Not that I’m entirely sure what point Marshall meant to make with his joke. That's why I found myself talking it over last month with an Afro-American New Yorker who’s a fellow soccer dad. Marshall’s joke reminded my friend of his time in North Carolina in the late 70s. Old Jim Crow was in its death throes but de facto segregation between blacks and whites was still the rule. (The high school he went to had black and white homecoming queens etc.) My friend mused, though, there was one bias that seemed to cross the color line. Back then (in his experience) both white and black Carolinians tended to nurture prejudice against the state’s growing population of Mexican immigrants. Just as he was recalling how he’d (gently) called out his Southern friends on this score, his son came rushing off the field where he’d been playing World Cup with a crew of city kids. Pointing to a Mexican boy near the goal, he said (more in wonder than in anger?): “He just called me ‘nigger.’”

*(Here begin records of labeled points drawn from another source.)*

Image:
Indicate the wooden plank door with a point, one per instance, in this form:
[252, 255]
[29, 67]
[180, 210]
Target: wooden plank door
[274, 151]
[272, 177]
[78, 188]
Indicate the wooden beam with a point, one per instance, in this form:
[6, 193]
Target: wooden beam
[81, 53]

It’s hard to be an Afro-humanist in the city (or anywhere in this country). Let’s hope that soccer dad and his soulful Brothers and Sisters—in and out of the White House—keep on pushing. The future of America—indispensable nation (of nations)—depends on them.


1 Marshall’s testimony shouldn’t be taken as a P.C. excuse to dismiss Dead White Presidents or the New Deal. It seems apt, on that score, I came to Devil in the Grove—and Marshall’s tale—thanks to a blurb by Ira Katznelson. He’s the author of Fear Itself: The New Deal and the Origins of Our Time which is a national resource for Americans keeping faith in that hopey-changey thing in the Age of Obama. Katznelson’s account of the New Deal gets fresh about racism’s role in our polity without giving an inch to cynicism. He affirms the New Deal saved more than the American economy. It upheld the viability of democratic governance when totalitarians were on the upswing everywhere.

Katznelson never shies away from describing how white supremacists bent the New Deal (and shaped the National Security State). Fear Itself is a deeper dive into history Katznelson treated before in his essential 2005 study, When Affirmative Action Was White, which told how the New Deal and Harry Truman's Fair Deal ended up widening the income/educational gap between white and black Americans. During one of the most heroic periods of Democracy in America, as liberals created and administered sweeping social programs that provided a heavy lift for the American middle class, black citizens got cheated again and again. Fear Itself will remind readers America’s pariah race/class deserves reparative justice not only for centuries of slavery or the betrayal of Reconstruction but also for wide-scale financial discrimination wrought by more recent government policies.

To repeat, though, Katznelson’s truth attacks on white supremacy aren’t informed by an impulse to flush the entire legacy of the New Deal. His honest look at the past strikes the right balance for our own time. As the G.O.P. hangs fire on immigration reform and Obamacare goes live, there’s no upside to growing contempt for the idea of activist government among Americans.